Logo Questions Linux Laravel Mysql Ubuntu Git Menu
 

C/C++ System portable way to change maximum number of open files

I have a C++ program that transposes a very large matrix. The matrix is too large to hold in memory, so I was writing each column to a separate temporary file, and then concatenating the temporary files once the whole matrix has been processed. However, I am now finding that I am running up against the problem of having too many open temporary files (i.e. the OS doesn't allow me to open enough temporary files).

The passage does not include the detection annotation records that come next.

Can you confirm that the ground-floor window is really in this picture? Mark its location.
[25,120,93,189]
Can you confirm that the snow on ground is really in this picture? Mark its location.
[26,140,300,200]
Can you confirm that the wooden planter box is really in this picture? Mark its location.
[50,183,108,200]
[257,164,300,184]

Is there a system portable method for checking (and hopefully changing) the maximum number of allowed open files?

I realise I could close each temp file and reopen only when needed, but am worried about the performance impact of doing this.

My code works as follows (pseudocode - not guaranteed to work):

int Ncol=5000; // For example - could be much bigger.
int Nrow=50000; // For example - in reality much bigger.

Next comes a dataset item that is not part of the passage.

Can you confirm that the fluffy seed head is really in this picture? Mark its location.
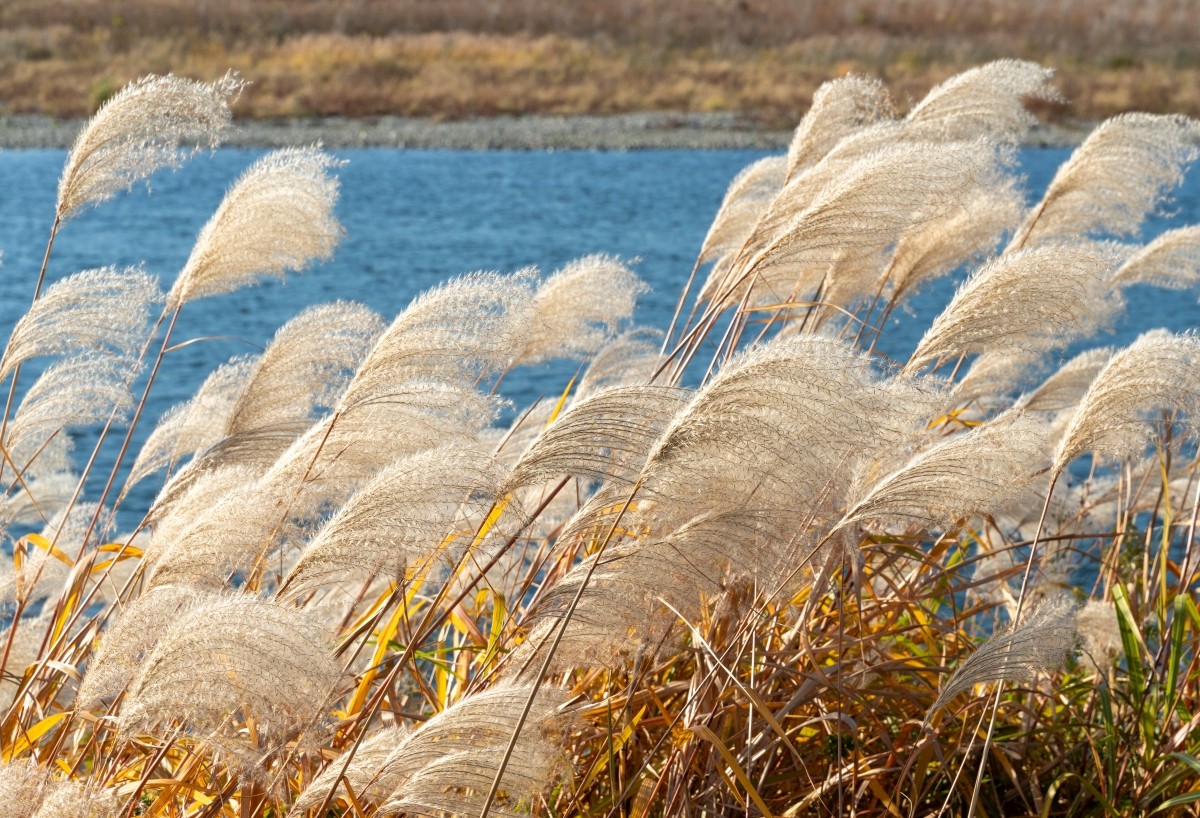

// Stage 1 - create temp files
vector<ofstream *> tmp_files(Ncol);  // Vector of temp file pointers.
vector<string> tmp_filenames(Ncol);  // Vector of temp file names.
for (unsigned int ui=0; ui<Ncol; ui++)
{
    string filename(tmpnam(NULL));  // Get temp filename.
    ofstream *tmp_file = new ofstream(filename.c_str());
    if (!tmp_file->good())
         error("Could not open temp file.\n"); // Call error function
    (*tmp_file) << "Column" << ui;
    tmp_files[ui] = tmp_file;
    tmp_filenames[ui] = filename;
 }

 // Stage 2 - read input file and write each column to temp file
 ifstream input_file(input_filename.c_str());
 for (unsigned int s=0; s<Nrow; s++)
 {
       int input_num;
       ofstream *tmp_file;
       for (unsigned int ui=0; ui<Ncol; ui++)
       {
           input_file >> input_num;
           tmp_file = tmp_files[ui];          // Get temp file pointer
           (*tmp_file) << "\t" << input_num;  // Write entry to temp file.
       }
 }
 input_file.close();

 // Stage 3 - concatenate temp files into output file and clean up.
 ofstream output_file("out.txt");
 for (unsigned int ui=0; ui<Ncol; ui++)
 {
      string tmp_line;
      // Close temp file
      ofstream *tmp_file = tmp_files[ui];
      (*tmp_file) << endl;
      tmp_file->close();

      // Read from temp file and write to output file.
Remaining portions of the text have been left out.